Pour la deuxième fois consécutive, les États-Unis n’enverront pas de représentant ministériel de haut niveau à une réunion de l’OTAN. Après l’absence du secrétaire d’État Marco Rubio en décembre dernier, le refus de Pete Hegseth de participer aux discussions de jeudi est perçu par de nombreux observateurs comme un signe supplémentaire de la stratégie de « sortie tranquille » menée par l’administration Trump. Cette approche vise à remodeler les relations entre les États-Unis et leurs alliés européens.
Ce retrait progressif s’est concrétisé la semaine dernière par des mesures opérationnelles sans précédent.
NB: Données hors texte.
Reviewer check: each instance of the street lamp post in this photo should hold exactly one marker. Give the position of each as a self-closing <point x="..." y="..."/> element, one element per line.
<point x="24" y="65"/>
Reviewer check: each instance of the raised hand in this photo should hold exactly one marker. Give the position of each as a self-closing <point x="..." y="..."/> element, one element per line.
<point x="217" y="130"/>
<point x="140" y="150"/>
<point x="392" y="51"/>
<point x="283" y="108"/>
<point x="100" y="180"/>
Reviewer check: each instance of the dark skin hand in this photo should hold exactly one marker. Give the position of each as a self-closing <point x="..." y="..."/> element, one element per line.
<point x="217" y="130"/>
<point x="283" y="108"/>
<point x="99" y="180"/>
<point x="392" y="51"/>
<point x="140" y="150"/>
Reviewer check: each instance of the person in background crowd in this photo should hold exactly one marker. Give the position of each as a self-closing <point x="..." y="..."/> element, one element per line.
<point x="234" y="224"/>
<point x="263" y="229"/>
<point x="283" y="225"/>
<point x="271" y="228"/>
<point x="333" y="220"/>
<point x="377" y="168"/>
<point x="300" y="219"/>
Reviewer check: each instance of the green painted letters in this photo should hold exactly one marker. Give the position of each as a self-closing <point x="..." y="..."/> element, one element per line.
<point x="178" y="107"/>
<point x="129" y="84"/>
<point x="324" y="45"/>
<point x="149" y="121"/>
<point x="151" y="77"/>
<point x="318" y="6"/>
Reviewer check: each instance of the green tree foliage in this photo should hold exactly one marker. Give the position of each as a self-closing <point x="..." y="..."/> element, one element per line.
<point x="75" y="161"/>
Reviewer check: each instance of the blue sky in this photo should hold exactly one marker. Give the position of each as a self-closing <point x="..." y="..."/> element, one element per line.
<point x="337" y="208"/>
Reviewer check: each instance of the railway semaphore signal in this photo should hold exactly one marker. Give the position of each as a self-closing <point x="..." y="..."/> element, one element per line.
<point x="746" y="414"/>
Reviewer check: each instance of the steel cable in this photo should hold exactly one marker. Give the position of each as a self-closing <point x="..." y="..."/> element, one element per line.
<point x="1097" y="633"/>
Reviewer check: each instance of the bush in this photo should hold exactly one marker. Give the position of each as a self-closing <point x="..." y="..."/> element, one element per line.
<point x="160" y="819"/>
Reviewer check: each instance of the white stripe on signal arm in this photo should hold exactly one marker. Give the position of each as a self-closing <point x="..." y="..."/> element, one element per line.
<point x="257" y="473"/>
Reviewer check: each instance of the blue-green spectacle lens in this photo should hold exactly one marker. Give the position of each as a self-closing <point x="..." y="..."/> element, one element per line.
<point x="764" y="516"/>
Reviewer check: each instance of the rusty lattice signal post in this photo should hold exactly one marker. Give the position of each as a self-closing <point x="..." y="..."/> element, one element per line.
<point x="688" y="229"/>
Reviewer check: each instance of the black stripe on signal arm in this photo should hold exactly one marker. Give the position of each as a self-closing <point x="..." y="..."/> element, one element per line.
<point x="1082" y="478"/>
L’OTAN a annoncé vendredi la redistribution de responsabilités, cédant le commandement de Norfolk, en Virginie, au Royaume-Uni et celui de Naples, en Italie, à des officiers italiens. Ces changements signifient que les trois centres de commandement opérationnels de l’Organisation du traité de l’Atlantique Nord (OTAN) seront désormais entièrement gérés par des Européens, reflétant le souhait exprimé par Donald Trump de voir les Européens « assumer leurs propres responsabilités ».
Cette politique s’accompagne d’une pression accrue sur les alliés européens pour qu’ils augmentent leurs dépenses militaires. Le « Document de défense nationale 2026 », récemment publié, lie explicitement le maintien du « parapluie de sécurité » américain à un nouveau financement. Washington estime que les 2 % du PIB actuellement consacrés à la défense par la plupart des pays de l’OTAN ne sont plus suffisants et exige désormais un effort atteignant 5 %, une demande jugée excessive par de nombreux alliés, qui y voient une forme de « taxe de protection ».
Les Européens craignent également que cette exigence financière ne soit qu’un prélude à un affaiblissement des garanties de sécurité américaines. Trump avait précédemment menacé que les pays ne respectant pas leurs engagements financiers « ne bénéficieraient plus de la protection de l’Amérique ». Il est allé plus loin en déclarant qu’il « laisserait la Russie faire ce qu’elle veut » avec les pays qui refuseraient de payer leur part, transformant ainsi l’article 5 du traité de l’OTAN – qui prévoit une assistance collective en cas d’attaque – en un simple « contrat commercial ».
Face à cette situation, certains dirigeants et responsables européens tentent de faire preuve de résilience et de souligner leur capacité à assurer leur propre sécurité. D’autres, en revanche, expriment des doutes quant à cette capacité et évoquent la possibilité de mesures de rétorsion face aux décisions américaines. Des sources au sein de l’OTAN font état d’un état de « panique politique ».
Le secrétaire général de l’OTAN, Mark Rutte, a tenté d’apaiser les tensions lors d’une récente conférence de presse à Bruxelles, en soulignant que « la solidarité atlantique est indivisible ». Il a implicitement averti que l’absence de leadership américain affaiblirait le pouvoir de dissuasion collective de l’alliance.
Le président français Emmanuel Macron a saisi cette opportunité pour réaffirmer son appel à la « souveraineté européenne », estimant que l’Europe ne peut pas rester « otage des humeurs électorales de Washington » et appelant à accélérer la mise en place d’un budget européen de défense indépendant.
Des sources diplomatiques allemandes ont qualifié l’absence de Pete Hegseth à la réunion des ministres de la Défense de l’OTAN d’« insulte protocolaire », destinée à forcer l’Allemagne à accepter les nouvelles conditions financières imposées par Washington sans discussion.
L’attitude actuelle de l’administration américaine, qui consiste à retirer des ministres, à céder des commandements et à imposer des conditions financières inacceptables, place ses alliés face à un dilemme. Ils doivent soit investir massivement dans une structure de défense indépendante et coûteuse, soit se soumettre au chantage de Washington, qui ne considère plus la sécurité de l’Europe comme un intérêt vital et gratuit. Cette situation illustre la transformation de l’Amérique, passant du rôle de « leader de l’OTAN » à celui de « partenaire distant ».